Era novembro de 2014. Primeiro fim de semana. Plena campanha da Dilma. Fim de tarde na RPPN dele, a Linda Serra dos Topázios. Jaime e eu começamos a conversar sobre a falta que fazia termos acesso a um veículo independente e democrático de informação.

Resolvemos fundar o nosso. Um espaço não comercial, de resistência. Mais um trabalho de militância, voluntário, por suposto. Jaime propôs um jornal; eu, uma revista. O nome eu escolhi (ele queria Bacurau). Dividimos as tarefas. A capa ficou com ele, a linha editorial também.

Correr atrás da grana ficou por minha conta. A paleta de cores, depois de larga prosa, Jaime fechou questão – “nossas cores vão ser o vermelho e o amarelo, porque revista tem que ter cor de luta, cor vibrante” (eu queria verde-floresta). Na paz, acabei enfiando um branco.

Fizemos a primeira edição da Xapuri lá mesmo, na Reserva, em uma noite. Optamos por centrar na pauta socioambiental. Nossa primeira capa foi sobre os povos indígenas isolados do Acre: ‘Isolados, Bravos, Livres: Um Brasil Indígena por Conhecer”. Depois de tudo pronto, Jaime inventou de fazer uma outra boneca, “porque toda revista tem que ter número zero”.

Dessa vez finquei pé, ficamos com a capa indígena. Voltei pra Brasília com a boneca praticamente pronta e com a missão de dar um jeito de imprimir. Nos dias seguintes, o Jaime veio pra Formosa, pra convencer minha irmã Lúcia a revisar a revista, “de grátis”. Com a primeira revista impressa, a próxima tarefa foi montar o Conselho Editorial.
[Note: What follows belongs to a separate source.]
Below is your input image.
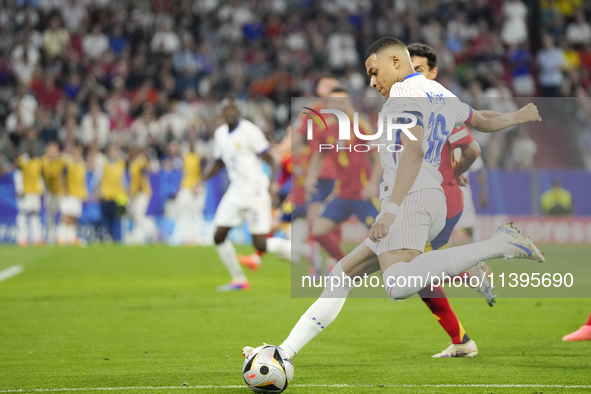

Jaime fez questão de visitar, explicar o projeto e convidar pessoalmente cada conselheiro e cada conselheira (até a doença agravar, nos seus últimos meses de vida, nunca abriu mão dessa tarefa). Daqui rumamos pra Goiânia, para convidar o arqueólogo Altair Sales Barbosa, nosso primeiro conselheiro. “O mais sabido de nóis,” segundo o Jaime.

Trilhamos uma linda jornada. Em 80 meses, Jaime fez questão de decidir, mensalmente, o tema da capa e, quase sempre, escrever ele mesmo. Às vezes, ligava pra falar da ótima ideia que teve, às vezes sumia e, no dia certo, lá vinha o texto pronto, impecável.

Na sexta-feira, 9 de julho, quando preparávamos a Xapuri 81, pela primeira vez em sete anos, ele me pediu para cuidar de tudo. Foi uma conversa triste, ele estava agoniado com os rumos da doença e com a tragédia que o Brasil enfrentava. Não falamos em morte, mas eu sabia que era o fim.

Hoje, cá estamos nós, sem as capas do Jaime, sem as pautas do Jaime, sem o linguajar do Jaime, sem o jaimês da Xapuri, mas na labuta, firmes na resistência. Mês sim, mês sim de novo, como você sonhava, Jaiminho, carcamos porva e, enfim, chegamos à nossa edição número 100. E, depois da Xapuri 100, como era desejo seu, a gente segue esperneando.

Fica tranquilo, camarada, que por aqui tá tudo direitim.